Desperdicié el resto del día tirado en mi litera, angustiándome por todo esto. Más tarde cené en uno de los comedores de la ciudad, contento de no ver nuevamente a Victoria.
En medio de la noche Victoria vino a mi cuarto. Lo primero que sentí fue el ruido de la puerta que se cerraba, y cuando abrí los ojos, divisé su alta figura junto a mi cama.
—¿Qué...?
—¡Ssh! Soy yo.
—¿Qué quieres? —Estiré una mano buscando la perilla de la lámpara, pero ella me tomó de la muñeca.
—No prendas la luz.
Se sentó en el borde de la cama, y yo me incorporé.

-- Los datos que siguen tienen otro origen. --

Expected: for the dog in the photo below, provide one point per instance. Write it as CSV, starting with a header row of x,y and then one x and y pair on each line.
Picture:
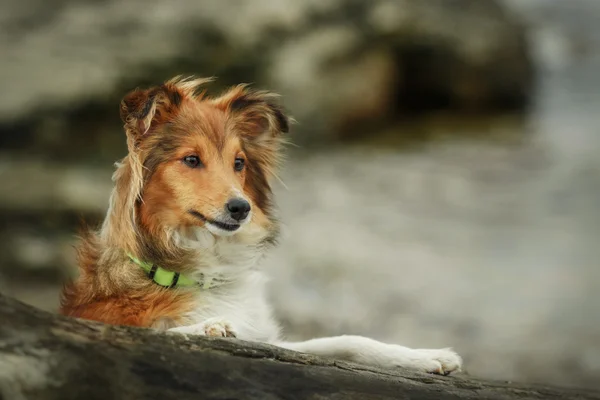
x,y
190,217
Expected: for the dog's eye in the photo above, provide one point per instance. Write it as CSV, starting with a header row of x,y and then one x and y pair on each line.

—Lo siento mucho, Helward. Eso vine a decirte.
—Está bien.
Se rió.
—¿Todavía estás dormido?
—Tal vez. No sé.
Se inclinó hacia adelante. Sentí sus manos que me apretaban suavemente el pecho y subían luego hasta colocarse detrás de mi cuello. Me besó.
—No digas nada —me dijo—. De veras lamento lo ocurrido.
Volvimos a besarnos. Sus manos se movieron y me abrazó con fuerza.
—Usas camisón para dormir. Quítatelo.
De pronto se levantó y sentí que se desprendía el abrigo que traía puesto. Cuando volvió a sentarse, mucho más cerca esta vez, estaba desnuda. Me saqué a tientas el camisón, que se me trabó al pasar la cabeza. Victoria retiró las colchas y se apretujó contra mí.